Some general comments
- Before doing anything, use your experience/knowledge to predict
what you think the answer should be. If the result is completely
different, there is a good chance something is wrong and you
should do some additional investigation. BUT, don't force the
conclusion to be your
prediction - it might be you that needs to be corrected.
- Output units in your program! I should never just see a number that
represents time without a unit. And make sure to put them on any graphs.
Another analyst should be able to draw the same conclusions
as you do by looking at the graphs.
- On Unix systems use times(), which returns time in clocks ticks.
As to wall-clock vs user time, you need to pick the best one based
on your application/benchmark/etc. For example, use wall-clock if
the question is "how many sqrts can I do in one hour". Use user
time if the question is "what is the max number of sqrts I can do
in one hour and I'm willing/able to kick everyone off the system
and make sure this is the only program running".
- Nobody did a good job in determining clock resolution and the
effect on your results - hence HW#3. Everyone just used "a lot"
of loop iterations to the point that "it should be ok".
- The number of sqrt()s required was on the order of millions to
billions to reduce the clock resolution error.
- Timing the loop
for ( i=0 ; i<1000000 ; i++ ) a = sqrt( random_number(0.0,1.0) );
and subtracting the time for this loop:
for ( i=0 ; i<100000 ; i++ ) a = random_number(0.0,1.0);
wasn't accurate for most architectures.
If a CPU has a integer and floating point units (i.e. can be executing
both at the same time), the random number is being generated while
the CPU would be waiting for the previous sqrt to finish. This
results in a faster avg. sqrt time using the above loops.
Specific Example - 300MHz Mips R12000
4 runs averaged together - 58.78ns (wall clock) and 35.44ns (user time)
for calculating the square root with sqrt().
Notice the jump from 4 to 5 digits. Is 5 "just a little on the high
side" and would 6 be back following the slope of 1-4? This tells you
to try 6, 7, maybe even 8, until you know what happens. Multiple
runs at each precision would also give us a better idea of the "curve" -
is there really a 4x difference between wall-clock and user-time between
2 and 3 digits of precision?
With a sample size of 1 at each point, it looks like LUT is 2x as fast
sqrt() for 1-4 digits of precision. We have a crossing near 5 and
a dramatic change (as we should have predicted) for 6 digits of precision.

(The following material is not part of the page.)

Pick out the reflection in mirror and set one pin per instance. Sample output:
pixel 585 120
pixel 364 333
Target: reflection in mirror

To conclude this with more certainty, we need to take several samples
at each data point and calculate a confidence interval.
A different CPU (AMD) and I would say this doesn't have hardware support
for sqrt(). Because of this, LUT is 3-4 times faster than sqrt() for
1-4 digits of precision. I'd say 5 is still 2-3 times faster, but without
an idea of measurement error it could be random error. Again,
confidence bands (plot points c1 and c2 for each data point and draw
lines connecting the c1s and c2s) would give us a better idea.